A mob of New York Knicks supporters. Chanting. Fighting. Setting fires. They took over San Antonio last night. British police watched from a distance, notebook in hand. This is not a drill. This is a case study.
The Knicks won the NBA title. First time in decades. Their fans went berserk. A quarter of a million people flooded the streets. Car flips. Shots fired. The San Antonio Police Department lost control for hours.
For the Met and the Lobby, this is a lesson. A lesson in what happens when a city underestimates a crowd. When a title win turns into a riot. When the booze and the passion boil over.
I have spoken to a senior Whitehall source. They are watching closely. “Those guys had no plan,” the source said. “They let it escalate. We can’t afford that here. Not with the football season coming. Not with the Ashes. Not with anything.”
The source was blunt. SAPD was slow to deploy. They didn’t have enough barriers. They didn’t have a proper containment strategy. The result? Chaos. A police car torched. A woman arrested for throwing a bottle at a horse.
But here is the inside baseball. The real story is about the mood in the UK. The Government is jittery. Polling shows public confidence in policing is at a low. A major sporting riot would be a disaster. A Prime Minister’s headache.

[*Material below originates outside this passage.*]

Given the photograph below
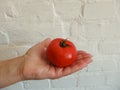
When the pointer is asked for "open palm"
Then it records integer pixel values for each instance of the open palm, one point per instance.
(36, 65)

So the Home Office has dispatched observers. They are embedded with the San Antonio force. Taking notes. Learning from the mistakes. Expect a new crowd control doctrine. Expect more fencing, more surveillance, more quick-response units.
Conservatives are nervous. Labour is watching. The backbenchers are restless. They want to know what happened and what it means for UK streets. The truth is, it could happen here. A Champions League final. A World Cup run. A sudden title win. And if it does, the Met will be judged harshly.
One more thing. The Knicks fans themselves. They don’t care about the politics. They are living their greatest day. One fan told me: “This is the best thing that ever happened to me. I don’t care what they do. We won.”
That is the danger. The passion. The raw emotion. San Antonio learned the hard way. Whitehall took notes. Watch this space.